When, however, by the very terms of the conveyance or devise, legal in form and purpose, the estate of the husband expires with him, cutting off per formam doni, the heritable quality of his estate, and the title passes to another as purchaser by a valid limitation over, the primitive estate is gone, and there is nothing left from which dower can be derived. We do not declare what would be the result, if the case were one of mere reversion to the demisor or grantor. It will be time enough to consider that question when it arises. Decree affirmed.

(d.) Dower in equitable estates of inheritance.

Hopkinson V. Dumas

42 New Hampshire, 296. - 1861.

Suit for dower in certain premises. It is admitted that plaintiff is entitled to dower in one-fifth of the premises, but she claims dower in all.

Hopkinson, plaintiff's husband, and four others agreed to unite in the purchase of the premises in question, each to take a fifth. The deed was made to Hopkinson and he gave his notes (the other four joining as sureties) for part of the purchase price. One thousand dollars was paid down, each contributing his share, and Hopkinson gave a receipt for the same, acknowledging the trust.

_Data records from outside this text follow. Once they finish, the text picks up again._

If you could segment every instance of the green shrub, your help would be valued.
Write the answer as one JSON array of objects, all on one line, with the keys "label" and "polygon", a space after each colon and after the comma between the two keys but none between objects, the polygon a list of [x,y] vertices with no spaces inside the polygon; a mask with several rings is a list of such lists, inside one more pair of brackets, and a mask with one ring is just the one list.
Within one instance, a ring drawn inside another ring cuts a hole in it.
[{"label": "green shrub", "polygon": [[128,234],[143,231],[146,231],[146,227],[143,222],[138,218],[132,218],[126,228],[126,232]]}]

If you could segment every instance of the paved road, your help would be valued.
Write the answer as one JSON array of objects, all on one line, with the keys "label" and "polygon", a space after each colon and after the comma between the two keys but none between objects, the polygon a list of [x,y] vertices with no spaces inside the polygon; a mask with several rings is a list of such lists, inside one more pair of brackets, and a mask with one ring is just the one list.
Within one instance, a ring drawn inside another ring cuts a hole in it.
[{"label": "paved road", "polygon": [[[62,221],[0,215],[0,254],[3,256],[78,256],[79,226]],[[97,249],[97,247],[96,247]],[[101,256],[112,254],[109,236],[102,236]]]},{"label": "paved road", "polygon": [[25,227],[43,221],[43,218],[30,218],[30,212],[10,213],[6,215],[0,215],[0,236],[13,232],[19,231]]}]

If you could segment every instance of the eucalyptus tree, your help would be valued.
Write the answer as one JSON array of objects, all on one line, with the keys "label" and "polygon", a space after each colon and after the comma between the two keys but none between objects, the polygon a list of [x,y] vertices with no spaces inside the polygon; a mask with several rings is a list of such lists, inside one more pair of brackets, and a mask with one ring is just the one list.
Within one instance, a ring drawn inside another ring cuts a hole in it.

Later on Hopkinson made an arrangement for the purchase of the interests of the other four, giving a mortgage for the purchase price. This mortgage has been foreclosed and defendant makes title under the foreclosure. Mrs. Hopkinson has never released her interest in the land. The questions of law were reserved for this court.

Sargent, J. - * * * We see no objection on this proof, to holding that there was, in this case, prior to the giving of the receipt by Hopkinson, and that there would have been, without any such receipt, a resulting trust to each of those who signed the notes as sureties. Our statute provides that "no trust concerning lands, excepting such as may arise or result by implication of law, shall be created or declared, unless by an instrument signed by the party creating the same, or by his attorney." Rev. Stat. ch. 130, § 13; Comp. Laws, 290.

But although a trust cannot be created or declared by parol evidence yet a resulting trust may be shown by that kind of proof; it may be proved, rebutted, or discharged by parol evidence. Scoby v. Blanchard, 3 N. H. 170; Pritchard v. Brown, 4 N. H. 397; Page v. Page, 8 N. H. 187; Brooks v. Fowle, 14 N. H. 248; Pembroke v. Allenstown, 21 N. H. 107; Gove v. Lawrence, 26 N. H. 484; Tebbetts v. Felton, 31 N. H. 273. Parol evidence is admissible to show a resulting trust, but not to show any other. Farrington v. Barr, 36 N H. 86; Moore v. Moore, 38 N. H. 382.

So that if there were no trust declared in the case in writing, there would seem to be no difficulty in holding that a trust upon the facts stated, resulted by operation of law. But we think that this is not perhaps the more correct view to take of the case. Here is a trust declared in writing, which, although dated after the date of the deed, evidently contains the agreement and understanding of the parties, not only at the time of its date, but also at the date of the deed, and we think this written declaration of the trust should be and must be considered as part of the original transaction, and that the giving of the deed, the agreements and the giving of this writing should be considered together, as one transaction, as the different parts of the same contract and agreement.